Some readers may think we are going "over the top" in suggesting that
Toronto writers are guilty of deceptively misrepresenting Edwards. Consider,
however, the following instance relating to the question of laughter Bill
Jackson, the author of the paper What in the World is Happening to us?
tries to justify the hysterical laughter of the Toronto blessing by quoting
a passage from Edwards' Narrative of Surprising Conversions:
It was very wonderful to see how persons' affections were sometimes
moved when God did as it were suddenly open their eyes, and let into their
minds a sense of the greatness of His grace, the fullness of Christ, and
His readiness to save.... Their joyful surprise has caused their hearts
as it were to leap, so that they have been ready to break forth into laughter,
tears often at the same time issuing like a flood, and intermingling a
loud weeping. Sometimes they have not been able to forbear crying out
with a loud voice, expressing their great admiration. 

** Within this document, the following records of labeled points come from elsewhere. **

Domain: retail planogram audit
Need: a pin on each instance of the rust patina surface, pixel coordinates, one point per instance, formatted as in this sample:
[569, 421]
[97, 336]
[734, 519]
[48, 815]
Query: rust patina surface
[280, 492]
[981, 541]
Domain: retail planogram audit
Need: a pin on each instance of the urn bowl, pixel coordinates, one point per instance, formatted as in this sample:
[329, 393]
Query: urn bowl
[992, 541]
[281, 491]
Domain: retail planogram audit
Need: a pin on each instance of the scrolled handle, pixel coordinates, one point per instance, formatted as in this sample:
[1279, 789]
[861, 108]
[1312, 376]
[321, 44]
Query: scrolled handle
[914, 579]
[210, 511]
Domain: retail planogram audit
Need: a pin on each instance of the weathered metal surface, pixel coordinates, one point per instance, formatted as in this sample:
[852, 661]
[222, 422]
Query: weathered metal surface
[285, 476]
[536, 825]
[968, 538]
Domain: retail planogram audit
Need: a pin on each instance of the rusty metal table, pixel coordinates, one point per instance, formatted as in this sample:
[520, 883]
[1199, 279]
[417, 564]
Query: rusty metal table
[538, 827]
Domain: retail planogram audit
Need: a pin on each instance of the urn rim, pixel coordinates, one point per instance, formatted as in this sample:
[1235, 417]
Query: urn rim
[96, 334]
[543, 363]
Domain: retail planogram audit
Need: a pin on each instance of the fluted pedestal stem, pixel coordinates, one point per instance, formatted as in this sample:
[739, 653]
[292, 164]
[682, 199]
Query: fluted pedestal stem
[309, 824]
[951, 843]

One can only think that the use of this quotation to sanction the hysterical
laughter of the Toronto blessing is a gravely irresponsible and deeply
deceptive misrepresentation of Edwards. Observe the dotted lines in the
quotation after "His readiness to save." What did Jackson leave out? The
. . . after having been broken with apprehensions of divine
wrath, and sunk into an abyss, under a sense of guilt which they were
ready to think was beyond the mercy of God
The omission of this passage seriously alters the whole character of
the quotation. Bill Jackson is trying to make out that Edwards was speaking
of the same sort of experience as the Toronto style hysterics of professing
Christians. But the fact is that Edwards was speaking of a completely
different experience. He was speaking about the conversion of unbelievers.

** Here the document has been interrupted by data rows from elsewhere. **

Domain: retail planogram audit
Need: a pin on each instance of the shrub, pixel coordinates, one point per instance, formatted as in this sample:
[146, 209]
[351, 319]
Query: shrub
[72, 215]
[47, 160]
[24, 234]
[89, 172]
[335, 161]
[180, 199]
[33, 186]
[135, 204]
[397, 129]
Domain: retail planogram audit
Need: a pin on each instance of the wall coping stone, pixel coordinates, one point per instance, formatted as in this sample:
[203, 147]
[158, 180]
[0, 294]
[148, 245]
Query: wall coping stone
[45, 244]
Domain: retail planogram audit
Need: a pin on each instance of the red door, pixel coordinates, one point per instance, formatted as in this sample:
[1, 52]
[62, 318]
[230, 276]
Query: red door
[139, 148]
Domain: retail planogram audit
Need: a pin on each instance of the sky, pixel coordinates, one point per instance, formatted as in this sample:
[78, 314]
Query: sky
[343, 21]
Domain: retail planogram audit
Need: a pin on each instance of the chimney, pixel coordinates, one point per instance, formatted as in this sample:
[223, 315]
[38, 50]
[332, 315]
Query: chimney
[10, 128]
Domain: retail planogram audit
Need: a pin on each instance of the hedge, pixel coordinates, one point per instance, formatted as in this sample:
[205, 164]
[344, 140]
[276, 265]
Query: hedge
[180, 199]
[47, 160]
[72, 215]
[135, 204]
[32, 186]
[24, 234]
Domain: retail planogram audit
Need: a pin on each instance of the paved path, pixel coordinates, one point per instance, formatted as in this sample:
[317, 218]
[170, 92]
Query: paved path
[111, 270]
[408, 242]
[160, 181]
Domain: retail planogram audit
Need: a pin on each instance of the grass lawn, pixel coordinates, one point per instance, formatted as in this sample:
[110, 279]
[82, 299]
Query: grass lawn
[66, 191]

The emotional experience included deep conviction of sin and terrifying
apprehensions of God's holy wrath. However, since the Toronto blessing
has not been noted for bringing people into such awesomely serious, solemn,
sober and devastating encounters with God's burning and consuming holiness,
Jackson has edited out Edwards' references to conviction of sin and the
wrath of God. The resulting censored quotation is a travesty of what Edwards
actually said. Again, by editing out Edwards' description of conviction
of sin and God's wrath, Jackson has obscured the important fact that Edwards
is portraying the experience of conversion, not the "renewal" of believers.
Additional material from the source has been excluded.